Bacia do Mercado, em Santos, e as catraias que fazem a ligação com Guarujá
Foto: cartão postal da Secretaria de Turismo/Prefeitura Municipal de Santos emitido em 1970/80

Um sistema que acabou se mantendo em todo esse período, sem as substanciais alterações necessárias e prometidas, foi o transporte hidroviário regional. As reclamações foram geralmente as mesmas apontadas nesta matéria do jornal O Estado de São Paulo, publicada no dia 3 de julho de 1983:


Trafegando em precárias condições e superlotadas, as balsas colocam em risco 
a vida de mais de 35 mil passageiros que delas se utilizam diariamente
Foto: Alberto Marques Costa, publicada com a matéria (cores adicionadas por Novo Milênio)

Baixada, transporte hidroviário em crise

Waldo Claro
Da sucursal de Santos

O serviço de transporte hidroviário para passageiros e veículos na Baixada Santista pode sofrer um colapso e ficar paralisado dentro de 60 ou 90 dias, em conseqüência da grave crise que envolve o Departamento Hidroviário, responsável pelo setor.

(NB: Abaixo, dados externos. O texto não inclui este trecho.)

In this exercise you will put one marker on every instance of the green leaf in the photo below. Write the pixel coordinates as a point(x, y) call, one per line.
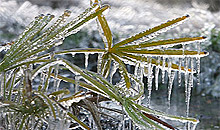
point(123, 69)
point(158, 52)
point(106, 30)
point(49, 102)
point(77, 120)
point(150, 31)
point(163, 43)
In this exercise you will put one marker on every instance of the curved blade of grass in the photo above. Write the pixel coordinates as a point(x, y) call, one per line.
point(63, 91)
point(123, 69)
point(75, 95)
point(150, 31)
point(89, 78)
point(82, 84)
point(174, 53)
point(23, 121)
point(70, 51)
point(134, 58)
point(163, 43)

E isso fatalmente ocorrerá caso o governo do Estado não adote uma posição firme, urgente e corajosa, autorizando o aumento das tarifas e liberando, no mínimo, verba de Cr$ 100 milhões para socorrer e salvar essa modalidade de transporte de massa.

A crise atingiu tamanha proporção que, duas semanas pós denunciar a caótica situação do DH, seu diretor para o Litoral-Centro e chefe do STVC, engenheiro Pedro Paulo Pereira, foi inexplicavelmente afastado de suas funções pelo secretário de Transportes, Horácio Ortiz, fato que revoltou prefeitos, vereadores e deputados peemedebistas da Baixada Santista.

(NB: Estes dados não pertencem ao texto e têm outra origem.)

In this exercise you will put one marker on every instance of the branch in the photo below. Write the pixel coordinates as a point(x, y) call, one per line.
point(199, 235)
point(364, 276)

As balsas trafegam hoje em estado precário, superlotadas e com licenças vencidas, colocando em risco a vida de mais de 35 mil passageiros que, diariamente, são obrigados a delas se servirem para, deslocando-se por exemplo de Guarujá ou Vicente de Carvalho, chegarem a seus locais de trabalho, em Santos.

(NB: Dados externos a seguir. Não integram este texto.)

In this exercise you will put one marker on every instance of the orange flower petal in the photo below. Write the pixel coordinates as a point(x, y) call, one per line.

Das sete embarcações que o DH dispõe para a travessia Santos-Vicente de Carvalho, apenas duas - a Ademar de Barros e a Itapema - estão funcionando, em estado precário, para atender a uma demanda diária de 25 mil passageiros. Outras duas - a Paicará e a Canéu - estão alugadas à Cosipa, que não paga suas dívidas desde dezembro passado, acumuladas hoje em mais de Cr$ 20 milhões. As três barcas restantes - a Valongo, Cubatão e Piaçaguera - estão docadas para reformas gerais e, diante da situação econômica do DH, seu retorno à atividade não deve ser esperado para breve. Além do mais, o almoxarifado atingiu seu nível zero e não dispõe nem de equipamentos, nem de peças de reposição. O pessoal da manutenção, por sua vez, trabalha nas piores condições possíveis, submersos, com equipamentos de mergulho danificados e sob total insegurança.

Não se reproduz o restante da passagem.